At the end of the incubation, spin down the samples and re-suspend the pellets in 500 microliters of ice cold HPSS. Strain the samples through the mesh filter caps of five milliliter round bottom polystyrene facs tubes, and place the tubes on ice protected from light. Then immediately analyze the cells by flow cytometry.

Following standard live cell and doublet discrimination by forward and side scatter side population events are visualized in the linear hoechst red versus hoechst blue dot plot as a shoulder left shifted from non side population events. This side population is significantly reduced with verapamil treatment. The non side population cells are identified as the dense cluster of cells adjacent to the side population.

The non side population cell fraction contains non hemogenic endothelial cells which are further distinguished as CD31+CD45-events. To identify the hematopoietic stem and progenitor cells and hemogenic endothelial cells, daughter gates are drawn from the side population fraction revealing the CD45+and CD45-cells. The hemogenic endothelial cells are subsequently identified from CD45-cells in a differential cKit versus Flk1 daughter plot as double positive events.

The hematopoietic stem and progenitor cells are identified from the CD45+fraction in a separate daughter plot as Flk1-cKit+cells. Following this procedure methyl cellulose based cultures can be setup to provide a functional assessment of the hematopoietic capacity of the isolated cells or the cells can be immediately processed for gene and protein expression analyses. Once mastered this technique can be completed in about four to five hours if it is performed properly.

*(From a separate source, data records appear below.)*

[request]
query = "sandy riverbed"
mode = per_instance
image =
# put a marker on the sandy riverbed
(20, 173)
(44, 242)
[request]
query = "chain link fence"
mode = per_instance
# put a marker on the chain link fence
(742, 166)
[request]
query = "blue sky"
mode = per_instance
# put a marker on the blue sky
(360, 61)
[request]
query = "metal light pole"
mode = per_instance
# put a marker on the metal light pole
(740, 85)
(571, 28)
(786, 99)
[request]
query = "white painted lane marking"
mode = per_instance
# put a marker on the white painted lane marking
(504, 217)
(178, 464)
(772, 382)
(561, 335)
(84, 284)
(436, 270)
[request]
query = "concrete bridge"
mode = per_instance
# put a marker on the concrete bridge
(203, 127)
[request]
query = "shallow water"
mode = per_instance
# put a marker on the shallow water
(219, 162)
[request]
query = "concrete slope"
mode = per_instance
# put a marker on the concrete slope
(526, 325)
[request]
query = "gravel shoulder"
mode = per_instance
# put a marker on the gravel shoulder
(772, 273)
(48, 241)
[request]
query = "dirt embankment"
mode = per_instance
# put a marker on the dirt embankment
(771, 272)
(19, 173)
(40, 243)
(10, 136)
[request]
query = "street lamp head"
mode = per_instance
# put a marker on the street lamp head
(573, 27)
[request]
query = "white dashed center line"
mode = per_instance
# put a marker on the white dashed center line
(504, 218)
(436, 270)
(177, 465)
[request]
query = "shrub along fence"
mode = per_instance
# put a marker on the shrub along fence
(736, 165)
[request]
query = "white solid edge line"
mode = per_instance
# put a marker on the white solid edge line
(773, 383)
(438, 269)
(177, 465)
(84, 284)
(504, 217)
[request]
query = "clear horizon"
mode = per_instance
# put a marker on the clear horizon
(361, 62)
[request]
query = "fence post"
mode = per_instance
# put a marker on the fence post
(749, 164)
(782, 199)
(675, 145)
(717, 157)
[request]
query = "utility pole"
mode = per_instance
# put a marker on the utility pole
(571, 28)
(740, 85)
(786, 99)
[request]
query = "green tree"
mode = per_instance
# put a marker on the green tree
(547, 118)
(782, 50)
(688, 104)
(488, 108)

While attempting this procedure it is important to remember to maintain the samples protected from light and on ice unless otherwise indicated to maximize the cell viability. This technique has enable researchers in the field of Hemoto Vascular Biology to explore the hemogenic specification of endothelial cells and their production of hematopoietic stem and progenitor cells during embryonic development. After watching this video you should have a good understanding of how to isolate hemogenic endothelial cells from murine embryonic tissues using flow cytometry.

Thanks for watching and good luck with your experiments.